— Это песня о моей Родине — России. Называется "Берёзы".
После того, как затихли последние аккорды рояля, в зале некоторое время стояла тишина. Потом, раздалось несколько робких хлопков, и тут же грянул гром аплодисментов. Привстав, я поклонился и поблагодарил. И снова сел обратно. Мне сегодня предстоит много играть. Хотя, это ожидаемо.
Во время моего перерыва, когда я сидел и расслаблялся за столом со стаканом сока, Сталин сказал:
— Видимо, именно для таких случаев, мне придётся учредить особый вид награды — для гениальных людей, которые приносят большую пользу государству. Особую премию.
— Особую премию? — переспросил Калинин, — И как вы её назовёте?
— Как? — усмехнулся Сталин, — Конечно, Сталинской премией!
Глава 14
Как сказал когда-то товарищ Сталин — жить стало лучше, жить стало веселей. Да нихрена подобного. Не лучше и не веселей. Я уже становлюсь параноиком, мне всюду мерещатся разные секретари комсомольских организаций и всевозможные партийные руководители каких-то ячеек. Которые дни и ночи не спят, а вынашивают злобные планы — как бы затащить меня на какое-нибудь собрание или митинг, где я буду обязан выступить и произнести пламенную речь. Нет, ну реальные маньяки!

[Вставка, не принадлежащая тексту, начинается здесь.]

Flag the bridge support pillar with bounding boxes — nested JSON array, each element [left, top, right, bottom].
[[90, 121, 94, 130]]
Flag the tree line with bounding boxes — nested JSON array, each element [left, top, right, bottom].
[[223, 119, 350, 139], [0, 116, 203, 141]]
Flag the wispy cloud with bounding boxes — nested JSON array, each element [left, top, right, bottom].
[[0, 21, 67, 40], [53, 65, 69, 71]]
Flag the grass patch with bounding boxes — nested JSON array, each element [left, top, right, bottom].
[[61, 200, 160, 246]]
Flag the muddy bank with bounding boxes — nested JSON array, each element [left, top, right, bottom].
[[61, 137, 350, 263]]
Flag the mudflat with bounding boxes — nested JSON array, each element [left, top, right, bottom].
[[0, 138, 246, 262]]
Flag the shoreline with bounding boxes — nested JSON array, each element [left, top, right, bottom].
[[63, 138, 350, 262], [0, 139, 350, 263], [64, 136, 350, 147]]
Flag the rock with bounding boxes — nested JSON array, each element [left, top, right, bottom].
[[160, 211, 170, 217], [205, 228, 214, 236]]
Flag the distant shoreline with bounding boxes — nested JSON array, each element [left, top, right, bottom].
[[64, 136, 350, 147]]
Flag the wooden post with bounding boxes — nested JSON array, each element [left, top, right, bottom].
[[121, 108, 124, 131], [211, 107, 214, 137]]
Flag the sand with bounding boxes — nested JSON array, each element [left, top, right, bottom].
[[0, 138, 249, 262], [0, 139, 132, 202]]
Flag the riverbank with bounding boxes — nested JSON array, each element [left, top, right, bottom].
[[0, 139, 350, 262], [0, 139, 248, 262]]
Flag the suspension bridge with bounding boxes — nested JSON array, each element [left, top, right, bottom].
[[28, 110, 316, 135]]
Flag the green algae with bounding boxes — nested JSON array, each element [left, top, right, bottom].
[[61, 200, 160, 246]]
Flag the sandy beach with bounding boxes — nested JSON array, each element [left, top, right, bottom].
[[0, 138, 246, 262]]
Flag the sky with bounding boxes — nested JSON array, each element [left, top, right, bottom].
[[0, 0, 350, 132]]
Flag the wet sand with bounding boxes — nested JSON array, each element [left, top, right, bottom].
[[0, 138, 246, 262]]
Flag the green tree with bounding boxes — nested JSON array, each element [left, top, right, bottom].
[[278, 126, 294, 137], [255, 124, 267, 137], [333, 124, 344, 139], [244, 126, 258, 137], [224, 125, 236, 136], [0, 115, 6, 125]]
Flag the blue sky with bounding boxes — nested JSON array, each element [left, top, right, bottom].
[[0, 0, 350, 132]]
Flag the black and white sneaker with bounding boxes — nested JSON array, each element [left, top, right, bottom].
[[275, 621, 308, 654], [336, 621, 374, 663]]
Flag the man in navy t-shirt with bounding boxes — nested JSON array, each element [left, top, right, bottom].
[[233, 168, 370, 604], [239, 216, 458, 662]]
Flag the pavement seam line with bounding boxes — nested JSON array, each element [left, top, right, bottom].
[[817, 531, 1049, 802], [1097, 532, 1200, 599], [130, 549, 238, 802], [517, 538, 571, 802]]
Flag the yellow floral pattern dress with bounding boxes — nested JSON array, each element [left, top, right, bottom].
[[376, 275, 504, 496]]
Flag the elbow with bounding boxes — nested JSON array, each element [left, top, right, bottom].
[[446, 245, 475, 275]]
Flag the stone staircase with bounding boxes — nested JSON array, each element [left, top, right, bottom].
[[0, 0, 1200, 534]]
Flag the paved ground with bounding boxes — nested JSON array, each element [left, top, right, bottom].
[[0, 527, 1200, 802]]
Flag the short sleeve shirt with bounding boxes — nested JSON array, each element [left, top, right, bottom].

Седьмого ноября, на двадцатую годовщину, посвящённую Великой Октябрьской социалистической революции, произошло несколько знаменательных событий. Объявили указ, о принятии Гимна СССР и объявили его автора — Онищенко В.Г. После чего, впервые прозвучал сам гимн. Затем, зачитали указ Совета Народных Комиссаров СССР, об учреждении премии и стипендии имени Сталина, первым лауреатом которой, объявили тов. Онищенко В.Г., за достижения в области музыки. В связи с чем, меня чуть ли не волоком притащили в Кремль, на церемонию награждения. Где товарищ Сталин, лично вручил мне медаль лауреата, почётную грамоту, пожал руку и пожелал успехов в творчестве.
Газеты широко растиражировали мою физиономию по всему Союзу, а по радио и без этого, постоянно звучали песни в моём исполнении, так что, личностью я стал очень известной и хорошо узнаваемой.
И всё это, доставило мне массу как приятных, так и не очень приятных последствий…
— У вас совесть есть? — спросил я очередного "ходока", отправленного очередным деятелем очередной организации для приглашения меня на очередную массовку.
— Но вы поймите нас правильно, товарищ Онищенко. Комитетом нашей организации, утверждён план мероприятий, в котором единогласно принято решение о вашем участии в нашем мероприятии, — убеждал меня мужик, грозно сверкая глазами.
— Вы в своём уме, гражданин? — не выдержал я такого издевательства, — Какой комитет, какой план, какое такое решение? Каким боком я отношусь к вашему комитету, мероприятию и каким образом, вы умудрились за меня решить, где и как я буду выступать? И почему вы решили, что я обязан выступить именно на вашем мероприятии и именно на вашей фабрике?
— Вы не понимаете! Вы обязаны…
— Я обязан только своим родителям, университету, Родине и правительству СССР! — повысил я голос, — Вам я ничего не обязан!
Ещё какое-то время, этот делегат пробовал настаивать, но я закусился и только отрицательно мотал головой. Наконец, обозвав меня "безответственным", он гордо удалился, а я устало посмотрел на моего декана, в кабинете которого происходил этот разговор.
— Володя, ты не прав, — попробовал меня вразумить Олег Дмитриевич, — Иногда необходимо поступиться со своими интересами и желаниями. Неужели тебе так трудно съездить к ним и выступить?
— Честно? Очень трудно. Это же не первый и даже не десятый деятель, который приходит с подобной просьбой. Да блин, какая нафиг просьба? Они не просят, они ставят перед фактом и требуют! Я старался, шёл людям навстречу, ездил, выступал, но мне это всё обрыдло до тошноты. Ладно, один раз, два, но не каждый день и не по несколько раз в день. У меня не остаётся никакого времени на учёбу, на личную жизнь. Я уже дёргаюсь от любого шороха. Моя невеста вздрагивает, при приближении любого незнакомого человека. Меня подстерегают на выходе из МГУ, по дороге к дому, у подъезда, у дверей квартиры. Мне всё это надоело.